Examination of the rat brains also confirmed what the researchers had expected – that sugar consumption had been associated with increased binding at the nicotinic acetylcholine receptors in the nucleus accumbens, in a similar way to nicotine.
How did the researchers interpret the results?
The researchers conclude: “our results suggest that [nicotinic acetylcholine receptors] drugs such as varenicline may represent a novel treatment strategy for reducing sugar consumption.”
This animal research provides evidence that, as expected, the chemical reward pathways within brain – involving a region called the nucleus accumbens – are involved when excessive amounts of sugar are consumed on a regular basis. This is similar to that involved with substance addiction, such as nicotine. The researchers subsequently found evidence that the smoking cessation drug varenicline can reduce sugar consumption when injected into rats.

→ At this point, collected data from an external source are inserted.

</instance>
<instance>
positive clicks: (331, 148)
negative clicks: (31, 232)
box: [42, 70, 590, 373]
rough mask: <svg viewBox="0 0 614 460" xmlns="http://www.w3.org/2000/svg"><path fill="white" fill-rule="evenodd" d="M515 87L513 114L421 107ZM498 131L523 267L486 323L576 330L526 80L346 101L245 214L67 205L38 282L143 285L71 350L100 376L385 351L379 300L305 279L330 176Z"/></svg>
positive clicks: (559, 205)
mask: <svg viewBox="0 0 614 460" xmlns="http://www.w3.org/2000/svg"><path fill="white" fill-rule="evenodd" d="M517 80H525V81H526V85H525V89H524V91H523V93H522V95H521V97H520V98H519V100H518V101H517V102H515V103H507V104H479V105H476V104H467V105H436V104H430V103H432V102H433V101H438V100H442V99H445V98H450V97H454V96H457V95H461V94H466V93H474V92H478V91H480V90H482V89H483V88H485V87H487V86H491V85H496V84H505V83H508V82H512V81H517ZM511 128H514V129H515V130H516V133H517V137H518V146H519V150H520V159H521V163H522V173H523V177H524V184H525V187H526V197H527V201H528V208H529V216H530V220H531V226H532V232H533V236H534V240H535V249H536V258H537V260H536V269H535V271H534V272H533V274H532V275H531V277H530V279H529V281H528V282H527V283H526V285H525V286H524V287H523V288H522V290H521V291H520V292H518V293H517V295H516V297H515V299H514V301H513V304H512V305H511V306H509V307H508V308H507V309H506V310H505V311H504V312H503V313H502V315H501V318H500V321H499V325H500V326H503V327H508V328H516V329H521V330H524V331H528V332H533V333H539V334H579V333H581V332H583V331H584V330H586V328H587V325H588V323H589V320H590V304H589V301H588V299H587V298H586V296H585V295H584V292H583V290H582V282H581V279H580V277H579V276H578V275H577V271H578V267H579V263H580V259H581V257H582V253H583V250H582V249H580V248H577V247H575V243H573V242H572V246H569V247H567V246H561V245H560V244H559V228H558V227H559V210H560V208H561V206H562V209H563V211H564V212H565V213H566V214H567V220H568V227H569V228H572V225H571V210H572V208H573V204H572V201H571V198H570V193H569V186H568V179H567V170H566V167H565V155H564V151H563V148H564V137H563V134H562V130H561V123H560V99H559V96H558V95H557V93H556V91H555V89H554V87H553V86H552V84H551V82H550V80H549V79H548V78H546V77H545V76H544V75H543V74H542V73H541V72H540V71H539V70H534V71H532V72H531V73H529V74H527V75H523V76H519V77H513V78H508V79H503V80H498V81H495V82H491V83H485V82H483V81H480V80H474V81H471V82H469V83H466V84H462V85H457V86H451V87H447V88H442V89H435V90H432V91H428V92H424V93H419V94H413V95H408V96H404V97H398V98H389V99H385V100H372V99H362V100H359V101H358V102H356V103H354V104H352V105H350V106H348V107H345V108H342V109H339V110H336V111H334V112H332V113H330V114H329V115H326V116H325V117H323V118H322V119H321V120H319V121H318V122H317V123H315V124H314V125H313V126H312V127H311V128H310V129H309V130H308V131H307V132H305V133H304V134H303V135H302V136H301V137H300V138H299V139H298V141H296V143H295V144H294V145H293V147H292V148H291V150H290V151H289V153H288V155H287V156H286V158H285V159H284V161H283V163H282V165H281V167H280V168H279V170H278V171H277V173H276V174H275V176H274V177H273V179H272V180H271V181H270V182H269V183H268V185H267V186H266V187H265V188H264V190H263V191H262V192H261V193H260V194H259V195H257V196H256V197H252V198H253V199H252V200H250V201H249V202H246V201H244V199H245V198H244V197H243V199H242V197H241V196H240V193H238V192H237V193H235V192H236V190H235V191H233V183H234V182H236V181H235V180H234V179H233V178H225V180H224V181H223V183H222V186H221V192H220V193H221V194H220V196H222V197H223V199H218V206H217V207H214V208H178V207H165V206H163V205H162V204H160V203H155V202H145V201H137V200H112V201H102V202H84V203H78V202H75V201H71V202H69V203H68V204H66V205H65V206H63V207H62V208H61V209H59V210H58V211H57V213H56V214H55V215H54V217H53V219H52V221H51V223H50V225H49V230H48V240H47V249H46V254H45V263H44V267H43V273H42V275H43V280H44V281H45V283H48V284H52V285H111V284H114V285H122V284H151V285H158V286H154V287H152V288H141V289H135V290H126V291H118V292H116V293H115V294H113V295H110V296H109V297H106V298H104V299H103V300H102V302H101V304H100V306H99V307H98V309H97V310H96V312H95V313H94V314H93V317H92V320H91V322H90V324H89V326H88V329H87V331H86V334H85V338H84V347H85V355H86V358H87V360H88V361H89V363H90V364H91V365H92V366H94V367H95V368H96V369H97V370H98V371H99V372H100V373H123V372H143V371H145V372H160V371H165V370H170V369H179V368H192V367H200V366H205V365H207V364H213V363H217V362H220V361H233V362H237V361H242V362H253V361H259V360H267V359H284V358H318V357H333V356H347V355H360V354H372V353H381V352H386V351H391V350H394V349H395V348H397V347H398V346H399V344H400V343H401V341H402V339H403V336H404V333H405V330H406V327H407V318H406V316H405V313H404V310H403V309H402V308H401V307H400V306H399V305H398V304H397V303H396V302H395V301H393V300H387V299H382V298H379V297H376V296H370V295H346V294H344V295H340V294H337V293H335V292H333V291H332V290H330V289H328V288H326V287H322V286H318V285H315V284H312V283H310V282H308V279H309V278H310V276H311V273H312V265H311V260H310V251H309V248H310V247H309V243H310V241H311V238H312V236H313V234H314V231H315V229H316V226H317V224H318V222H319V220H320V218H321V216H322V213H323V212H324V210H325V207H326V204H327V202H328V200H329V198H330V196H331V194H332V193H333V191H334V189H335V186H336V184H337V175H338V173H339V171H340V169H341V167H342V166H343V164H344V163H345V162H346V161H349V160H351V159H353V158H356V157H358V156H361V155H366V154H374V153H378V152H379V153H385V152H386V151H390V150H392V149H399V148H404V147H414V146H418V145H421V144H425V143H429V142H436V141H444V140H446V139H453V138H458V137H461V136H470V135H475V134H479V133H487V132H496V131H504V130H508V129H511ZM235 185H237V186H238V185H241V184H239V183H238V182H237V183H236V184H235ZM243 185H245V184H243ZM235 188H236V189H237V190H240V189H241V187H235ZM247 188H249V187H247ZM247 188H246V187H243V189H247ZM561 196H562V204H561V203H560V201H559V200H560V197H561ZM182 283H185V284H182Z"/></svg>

However, it is difficult to draw many further implications from the research at this stage. For one thing, we don’t really know what type of dietary intake in humans this intermittent exposure to sugar solution in rats would be equivalent to. Also, the only evidence we have is that giving varenicline reduced sugar consumption in the immediate term for only 30 minutes after administration. After this, sugar consumption returned to previous levels. The drug would need to keep being given to be effective.
It seems highly unlikely that people would be given a varenicline tablet every day to stop them eating sugar. Such an approach on a population basis would be unfeasible and unsafe. Even for smoking cessation, the drug is normally only given for a maximum of 24 weeks.
The issue of side effects is an important one. People who take varenicline have often reported psychological effects such as irritability, anxiety, and even depression and suicidal thoughts in rare cases. It has often been difficult to know how much of this is a direct effect of the drug and how much could be due to pre-existing mental health problems or withdrawing nicotine itself. It is not known whether people taking varenicline because they had a “sweet tooth” would also experience similar side effects, but it would be an important issue to consider.
The only theoretical implication it is possible to see at this stage, is that obese people who find it hard to stop eating sugar-laden foods and snacks could possibly be given varenicline in the short term to try and help them “quit”.
However, this is only a speculation. The drug would first need to undergo testing in people to see if it was effective for excessive sugar consumption, if the benefits outweighed the risks of the drug, and whether it offered any advantage over other standard approaches to overweight and obesity, such as dietary control, physical activity and behavioural support.
Overall, this is interesting research, but varenicline is still only licensed for smoking cessation in humans. Whether it may or may not have a future role in sugar addiction is unknown. What is known is that a healthy, balanced diet is currently the best way to reduce excessive sugar consumption and associated health risks of diabetes, overweight and obesity.